1. A suit was brought by the plaintiffs, a firm of chemists in Moradabad against the defendants, also a firm of chemists carrying on business in Benares. The amount in dispute was Rs. 61-10-0, and this sum was claimed by the plaintiffs on account of an alleged breach of contract. The defence to the suit was that there was no contract between the parties. The lower court found in favour of the plaintiffs and decreed the claim. There were several other points, debated in the court below,. but here I am concerned only with the question whether or not there was a binding contract between the parties.
2. The facts may be briefly stated as follows: On the 7th of February, 1918, the plaintiffs wrote to the defendants inquiring the price at which they could supply cocaine. The defendants replied on the 13th of February, 1911, informing the plaintiffs that the rate for cocaine was Rs. 20 per ounce ' without engagement.' The meaning of this latter expression is that as the market rate of cocaine was varying from day to day the defendants were unable to quote any definite rate for the article.
3. On the 14th of February, the plaintiffs sent to the defendants a money order for Rs. 17-8-0. On the coupon attached to the money order the plaintiffs wrote and asked that the defendant should set aside for them a certain amount of cocaine, the price of which was represented by Rs. 17-8-0. It is admitted that this price was calculated on the quotation of Rs. 20 per ounce which had been given by the defendants. It is proved that the money sent by this money order was received by the defendants, on the 16th of February, 1918, an acknowledgment of the receipt reached the plaintiffs in due course. It was stated at the time the order was given that the plaintiffs were applying to the Collector of Moradabad for a permit to import the cocaine and the defendants were asked to delay the sending of the parcel' until the permit had been obtained.

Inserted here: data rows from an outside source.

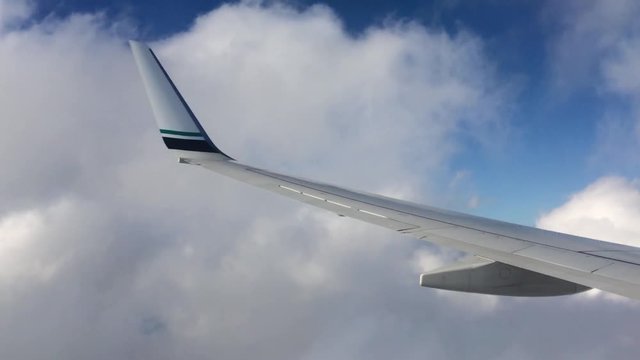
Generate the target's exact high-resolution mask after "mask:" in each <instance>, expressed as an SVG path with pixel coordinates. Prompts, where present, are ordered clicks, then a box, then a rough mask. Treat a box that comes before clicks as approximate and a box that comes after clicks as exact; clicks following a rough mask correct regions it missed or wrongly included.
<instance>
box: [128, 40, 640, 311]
mask: <svg viewBox="0 0 640 360" xmlns="http://www.w3.org/2000/svg"><path fill="white" fill-rule="evenodd" d="M130 45H131V48H132V52H133V55H134V58H135V60H136V63H137V65H138V69H139V71H140V74H141V77H142V79H143V83H144V85H145V90H146V92H147V96H148V97H149V101H150V103H151V107H152V109H153V113H154V116H155V118H156V121H157V123H158V126H159V128H160V133H161V136H162V137H163V140H164V142H165V145H166V146H167V147H168V148H169V149H170V150H172V151H174V152H176V155H178V157H179V159H180V162H181V163H186V164H191V165H198V166H202V167H204V168H206V169H208V170H211V171H214V172H217V173H220V174H223V175H226V176H229V177H231V178H234V179H237V180H239V181H242V182H245V183H248V184H251V185H254V186H257V187H260V188H263V189H265V190H269V191H272V192H275V193H278V194H280V195H284V196H287V197H290V198H292V199H295V200H298V201H302V202H305V203H308V204H310V205H314V206H317V207H320V208H323V209H326V210H329V211H332V212H334V213H337V214H339V215H343V216H348V217H352V218H356V219H359V220H363V221H366V222H369V223H372V224H375V225H379V226H383V227H386V228H388V229H391V230H395V231H398V232H400V233H403V234H407V235H410V236H413V237H417V238H419V239H424V240H427V241H430V242H433V243H436V244H439V245H443V246H449V247H453V248H456V249H459V250H462V251H465V252H467V253H470V254H473V255H475V258H476V259H480V260H479V261H470V262H469V261H466V262H463V263H462V264H456V265H454V266H452V267H451V269H440V270H436V271H434V272H431V273H428V274H423V276H422V277H421V284H422V285H423V286H429V287H437V288H445V289H450V290H459V291H469V292H480V293H490V294H502V295H520V296H543V295H563V294H570V293H575V292H580V291H584V290H586V289H589V288H598V289H602V290H606V291H610V292H613V293H616V294H620V295H624V296H627V297H631V298H635V299H640V248H636V247H631V246H625V245H620V244H615V243H610V242H604V241H598V240H593V239H588V238H583V237H578V236H573V235H568V234H563V233H557V232H552V231H547V230H542V229H537V228H532V227H527V226H521V225H516V224H511V223H506V222H502V221H497V220H491V219H486V218H481V217H477V216H472V215H467V214H463V213H457V212H453V211H448V210H443V209H438V208H434V207H429V206H424V205H419V204H415V203H411V202H406V201H402V200H397V199H392V198H388V197H384V196H380V195H374V194H368V193H364V192H359V191H354V190H349V189H346V188H342V187H338V186H334V185H330V184H325V183H321V182H316V181H312V180H307V179H303V178H298V177H293V176H288V175H283V174H279V173H276V172H271V171H268V170H263V169H259V168H255V167H252V166H248V165H245V164H242V163H239V162H237V161H235V160H233V159H232V158H231V157H229V156H227V155H226V154H224V153H223V152H222V151H221V150H220V149H219V148H218V147H217V146H216V145H215V144H214V143H213V141H212V140H211V138H210V137H209V136H208V135H207V133H206V132H205V131H204V128H203V127H202V126H201V125H200V123H199V122H198V120H197V119H196V117H195V116H194V115H193V113H192V112H191V110H190V109H189V107H188V105H187V104H186V102H185V101H184V99H183V97H182V95H180V92H179V91H178V89H177V88H176V86H175V85H174V84H173V82H172V81H171V79H170V78H169V75H168V74H167V72H166V71H165V70H164V69H163V67H162V65H161V64H160V62H159V60H158V59H157V57H156V56H155V54H154V53H153V52H152V51H151V49H149V48H148V47H147V46H146V45H144V44H142V43H139V42H133V41H132V42H130ZM167 138H169V139H171V140H169V141H168V140H167ZM443 274H445V275H446V276H443Z"/></svg>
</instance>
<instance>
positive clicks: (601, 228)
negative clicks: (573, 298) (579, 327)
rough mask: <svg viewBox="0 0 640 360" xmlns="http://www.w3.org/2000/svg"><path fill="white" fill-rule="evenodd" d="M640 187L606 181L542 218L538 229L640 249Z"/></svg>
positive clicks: (575, 197)
mask: <svg viewBox="0 0 640 360" xmlns="http://www.w3.org/2000/svg"><path fill="white" fill-rule="evenodd" d="M639 217H640V184H639V183H638V181H637V180H628V179H625V178H622V177H603V178H600V179H598V180H597V181H595V182H594V183H592V184H590V185H589V186H587V187H586V188H585V189H584V190H582V191H580V192H578V193H576V194H574V195H572V196H571V198H570V199H569V200H568V201H567V202H566V203H564V204H563V205H561V206H559V207H557V208H555V209H554V210H552V211H550V212H548V213H546V214H543V215H542V216H541V217H540V218H539V219H538V221H537V226H539V227H541V228H544V229H548V230H554V231H559V232H565V233H569V234H574V235H579V236H584V237H589V238H593V239H601V240H605V241H610V242H616V243H620V244H625V245H631V246H636V247H637V246H640V225H639V224H638V221H637V220H638V218H639ZM582 296H583V297H585V298H591V297H594V296H604V297H606V298H607V299H611V300H614V301H617V302H620V301H623V302H629V303H630V304H632V305H635V303H636V301H634V300H630V299H627V298H623V297H619V296H616V295H613V294H607V293H603V292H600V291H597V290H595V291H591V292H589V293H586V294H584V295H582Z"/></svg>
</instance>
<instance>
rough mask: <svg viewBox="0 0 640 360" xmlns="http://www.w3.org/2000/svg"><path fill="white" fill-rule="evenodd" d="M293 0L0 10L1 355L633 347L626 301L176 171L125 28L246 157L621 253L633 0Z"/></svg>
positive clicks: (207, 175)
mask: <svg viewBox="0 0 640 360" xmlns="http://www.w3.org/2000/svg"><path fill="white" fill-rule="evenodd" d="M309 4H310V3H305V2H295V3H291V2H288V3H257V2H249V3H232V4H231V5H229V4H227V5H224V4H220V3H215V2H204V1H202V2H200V1H198V2H191V1H187V2H177V1H136V2H133V1H131V2H126V1H103V2H98V1H55V2H54V1H49V0H41V1H29V0H6V1H2V2H0V82H1V83H2V86H0V118H2V119H4V120H3V121H0V150H1V151H0V162H2V164H3V176H2V177H0V189H3V190H5V191H0V299H1V300H2V301H0V323H2V324H3V325H4V326H2V327H0V349H2V357H3V358H11V359H48V358H50V357H51V354H56V355H57V356H58V357H61V358H65V359H87V358H90V359H102V358H114V357H116V358H144V359H148V358H154V359H175V358H177V357H180V358H187V359H209V358H211V357H215V358H221V359H246V358H256V357H260V358H270V359H327V358H330V359H349V360H351V359H359V358H363V359H389V358H406V359H424V358H425V357H428V358H434V359H467V358H470V357H474V356H475V357H479V358H505V359H539V358H549V359H554V358H561V359H562V358H583V359H602V358H635V356H636V353H637V344H638V343H639V342H640V338H639V337H638V335H637V331H636V330H637V324H638V322H639V321H640V319H638V317H639V316H640V315H639V314H640V313H639V312H638V311H637V309H638V306H639V305H638V303H637V302H636V301H632V300H628V299H624V298H620V297H616V296H613V295H610V294H606V293H602V292H601V293H598V292H597V291H592V292H589V293H585V294H581V295H576V296H568V297H555V298H544V299H514V298H508V297H506V298H505V297H496V296H488V295H473V294H460V293H455V292H447V291H437V290H433V289H423V288H420V287H418V286H417V284H416V283H417V279H418V275H419V274H420V273H421V272H424V271H427V270H431V269H434V268H436V267H438V266H441V265H444V264H446V263H448V262H450V261H453V260H455V259H457V258H458V257H459V256H460V255H461V254H460V253H459V252H455V251H451V250H450V249H445V248H439V247H436V246H434V245H431V244H428V243H425V242H422V241H418V240H415V239H411V238H408V237H404V236H401V235H399V234H396V233H395V232H392V231H384V229H382V230H381V229H378V228H376V227H373V226H369V225H367V224H364V223H360V222H358V221H355V220H352V219H345V218H340V217H337V216H335V215H334V214H330V213H326V212H323V211H321V210H318V209H313V208H310V207H308V206H306V205H305V204H301V203H297V202H292V201H289V200H287V199H282V198H281V197H279V196H275V195H273V194H270V193H267V192H263V191H261V190H257V189H253V188H251V187H248V186H246V185H245V184H242V183H238V182H235V181H232V180H229V179H226V178H224V177H221V176H217V175H216V174H210V173H207V172H204V171H200V170H201V169H197V168H194V167H185V166H182V165H180V164H177V163H176V160H175V159H174V158H172V157H171V156H170V155H169V154H167V152H166V149H165V147H164V145H163V143H162V141H161V139H160V138H159V136H158V133H157V127H156V125H155V122H154V120H153V115H152V113H151V111H150V107H149V106H148V102H147V99H146V98H145V94H144V90H143V87H142V85H141V82H140V78H139V75H138V73H137V70H136V68H135V65H134V62H133V59H132V56H131V53H130V50H129V48H128V46H127V43H126V40H127V39H128V38H129V37H136V38H141V39H143V40H146V41H148V42H149V43H150V45H151V46H152V47H153V49H154V52H155V53H156V54H157V55H158V57H159V58H160V60H161V61H162V62H163V65H164V66H165V68H166V69H167V71H168V72H169V73H170V74H171V76H172V78H173V80H174V81H175V82H176V84H177V86H178V88H179V89H180V90H181V92H182V94H183V95H184V96H185V98H186V99H187V101H188V102H189V104H190V105H191V107H192V109H193V110H194V112H195V113H196V114H197V116H198V117H199V119H200V121H201V123H202V124H203V126H204V127H205V128H206V129H207V131H208V133H209V134H210V135H211V136H212V138H213V139H214V140H215V141H216V143H217V145H219V146H220V148H222V149H224V151H225V152H226V153H229V154H230V155H232V156H233V157H234V158H237V159H240V160H242V161H243V162H244V161H246V162H247V163H250V164H252V165H256V166H263V167H266V168H269V169H273V170H277V171H282V172H285V173H292V174H295V175H299V176H303V177H309V178H314V179H316V178H317V179H318V180H324V181H327V182H331V183H336V184H340V185H344V186H347V187H351V188H356V189H363V190H366V191H374V192H380V193H385V194H388V195H392V196H398V197H403V198H406V199H409V200H417V201H418V202H425V203H428V204H433V205H438V206H442V207H447V208H454V209H457V210H462V211H465V212H473V213H476V214H481V215H487V216H491V217H497V218H501V219H505V220H511V221H515V222H519V223H524V224H536V225H537V226H540V227H544V228H549V229H554V230H558V231H563V232H569V233H574V234H579V235H584V236H588V237H593V238H598V239H604V240H611V241H617V242H623V243H627V244H631V245H635V246H639V245H640V243H639V242H638V239H640V222H639V221H637V219H638V218H640V180H638V171H639V170H640V167H639V166H638V165H639V162H638V157H637V153H638V152H639V151H640V146H639V145H640V141H639V139H640V136H639V134H640V131H639V130H638V129H640V126H638V119H639V118H640V117H639V116H638V114H640V113H639V112H638V110H640V101H639V100H640V71H638V70H637V69H640V23H638V22H637V19H638V18H639V17H640V3H638V2H636V1H631V0H616V1H613V0H588V1H583V0H575V1H572V0H568V1H563V2H557V1H517V2H515V1H500V0H490V1H486V2H479V1H478V2H476V1H474V2H462V1H438V2H432V3H427V2H417V1H416V2H395V3H392V2H375V1H374V2H367V3H364V2H350V1H344V2H329V3H325V5H316V6H309ZM25 144H27V145H28V146H25ZM79 149H80V150H79ZM7 189H8V190H7ZM60 324H64V325H65V326H60ZM594 324H598V326H594ZM33 339H41V340H39V342H38V346H33ZM105 354H106V355H105Z"/></svg>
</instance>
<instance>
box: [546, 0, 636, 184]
mask: <svg viewBox="0 0 640 360" xmlns="http://www.w3.org/2000/svg"><path fill="white" fill-rule="evenodd" d="M548 8H549V13H550V14H551V13H552V15H551V18H552V19H554V23H555V24H556V25H557V27H558V32H557V33H555V32H554V33H553V34H554V38H553V41H552V42H551V44H552V45H551V47H550V53H551V56H550V62H549V63H550V66H551V68H552V71H551V75H552V78H553V79H554V80H553V81H554V82H555V83H556V85H559V86H560V88H562V89H564V90H575V89H577V90H579V91H580V90H585V89H586V90H588V91H593V92H594V93H595V94H597V96H600V97H602V98H607V97H609V98H615V99H616V102H612V104H613V105H612V106H611V105H609V103H606V104H605V105H603V106H602V112H603V113H604V116H603V119H602V121H601V122H600V123H599V125H598V129H597V136H598V144H597V146H596V147H595V149H594V154H593V160H594V162H596V163H604V164H607V165H608V167H607V168H611V167H614V168H622V169H631V170H633V171H635V172H637V170H638V169H640V161H639V160H638V156H636V154H637V153H638V152H639V151H640V67H639V66H638V65H640V61H639V60H638V59H639V58H640V57H639V56H640V23H638V21H637V18H638V14H640V3H638V2H637V1H632V0H614V1H605V0H589V1H566V2H550V6H548ZM620 104H624V105H625V106H620Z"/></svg>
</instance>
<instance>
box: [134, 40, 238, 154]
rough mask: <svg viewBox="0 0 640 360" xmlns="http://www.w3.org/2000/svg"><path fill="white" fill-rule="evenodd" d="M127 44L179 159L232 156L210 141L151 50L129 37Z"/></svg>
mask: <svg viewBox="0 0 640 360" xmlns="http://www.w3.org/2000/svg"><path fill="white" fill-rule="evenodd" d="M129 45H130V46H131V51H132V52H133V57H134V58H135V61H136V64H137V65H138V71H139V72H140V76H141V77H142V82H143V83H144V87H145V90H146V92H147V97H148V98H149V102H150V103H151V109H152V110H153V114H154V116H155V118H156V122H157V124H158V127H159V129H160V135H161V136H162V140H163V141H164V143H165V145H166V146H167V148H169V149H170V150H173V151H175V152H177V153H178V157H179V158H180V159H210V160H233V159H232V158H231V157H229V156H227V155H226V154H225V153H223V152H222V151H221V150H220V149H219V148H218V147H217V146H216V145H215V144H214V143H213V141H211V138H210V137H209V135H207V133H206V132H205V131H204V128H203V127H202V125H200V122H199V121H198V119H197V118H196V116H195V115H194V114H193V112H192V111H191V109H190V108H189V105H187V102H186V101H185V100H184V98H183V97H182V95H181V94H180V92H179V91H178V89H177V88H176V86H175V84H174V83H173V81H171V78H170V77H169V74H167V72H166V71H165V69H164V68H163V67H162V64H160V61H159V60H158V58H157V57H156V55H155V54H154V53H153V50H151V49H150V48H149V47H148V46H147V45H146V44H144V43H141V42H137V41H133V40H131V41H129ZM181 162H183V161H181Z"/></svg>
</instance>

4. On the 23rd of February, the plaintiffs sent the permit which they obtained from the Collector. On the 4th of March, 1918, the defendants intimated to the plaintiffs that they were unable to supply cocaine at Rs. 20 per ounce. They intimated that the price bad risen and asked the plaintiffs what they were prepared to do. The plaintiffs apparently took up the position that there was a contract for the supply of the article at Rs. 20 per ounce and they wrote accordingly. Later on, the defendants returned the money to the plaintiffs, who refused to receive it, the result has been this suit for breach of contract, the damages claimed being the difference between the alleged contract rate and the market price of the day.

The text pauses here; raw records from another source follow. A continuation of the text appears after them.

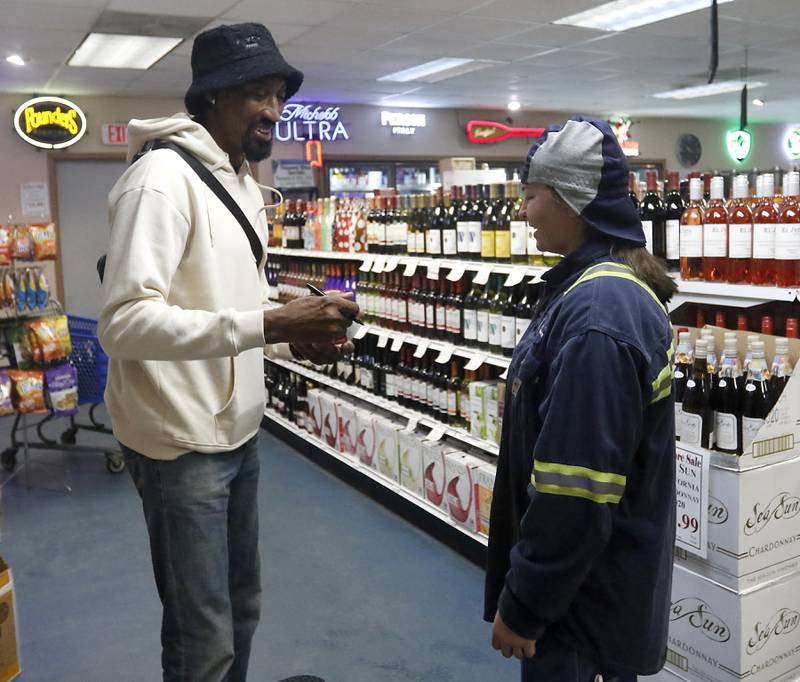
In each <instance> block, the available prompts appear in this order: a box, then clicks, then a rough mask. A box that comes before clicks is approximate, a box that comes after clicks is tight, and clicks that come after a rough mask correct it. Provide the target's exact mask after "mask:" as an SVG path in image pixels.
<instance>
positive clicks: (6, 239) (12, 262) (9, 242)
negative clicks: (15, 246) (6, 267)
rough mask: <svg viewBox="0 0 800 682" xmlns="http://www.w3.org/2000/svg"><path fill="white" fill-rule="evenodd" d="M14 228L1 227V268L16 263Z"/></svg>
mask: <svg viewBox="0 0 800 682" xmlns="http://www.w3.org/2000/svg"><path fill="white" fill-rule="evenodd" d="M13 242H14V228H13V227H12V226H11V225H0V266H2V267H8V266H9V265H12V264H13V262H14V258H13V256H14V253H13V248H12V247H13V245H14V244H13Z"/></svg>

5. As I have already said, the Judge of the court below took the view that there was a binding contract between the parties. He treated the order of the plaintiffs which was sent to the defendants on the 14th of February, 1918, as a proposal and was of opinion that that proposal had been accepted by the defendants by their conduct. The learned Judge pointed out that the defendants had accepted the money and had kept silent for a considerable period. In his judgment, therefore, the defendants had bound themselves by their conduct, and their refusal to deliver the cocaine at the rate quoted in their first letter amounted to a breach of contract.
6. The argument here is that there was no acceptance of the plaintiffs' offer. It was said that the mere neglect of the defendants to give a speedy answer to the communication, sent by the plaintiffs on the 14th of February, 1918, could not have the result of placing the defendants under a legal obligation. If there had been nothing more in the case than the communication of a proposal by the plaintiffs followed by silence on the part of the defendants, this argument would have been sound enough. On the point I may refer to a judgment of the Bombay High Court, Haji Mahomed Haji Jiva v. Spinner (1900) I.L.R. 24 Bom. 510, At page 524 of the report, Jenkins, C. J., observes: 'I take it to be clear that a person making a proposal cannot impose on the party to whom it is addressed, the obligation to refuse it under the penalty of implied assent, or attach to his silence the legal result that ho must be deemed to have accepted it. He referred in support of' this dictum to an English decision, Felthouse v. Bindley (1852) 11 C.B., N.S., 869. As is observed in the Commentary to Section 7 of the Indian Contract Act, edited by Pollock and D. F. Mulla, ' Neglect to answer a business offer is certainly not as a rule, prudent or laudable, still there is no legal duty to answer it.' The facts of this case, however, are different, for we find that not merely was there a written proposal conveyed from the plaintiffs to the defendants but the plaintiffs along with the written order sent a sum of money, which the defendants accepted. In these circumstances I think it was open to the court below to find that there was an acceptance of the plaintiffs' proposal. The acceptance of a proposal must be absolute and unqualified, but it is also well established that an acceptance maybe made without express communication. Here, it seems to me, the Judge of the court below could reasonably find that the conduct of the defendants in receiving this sum of money and crediting it to their account amounted to a definite acceptance of the plaintiffs' proposal. For these reasons I am unable to hold in favour of the applicants that the decision of the court below is not in accordance with law. The application fails accordingly and is dismissed with costs to the opposite party.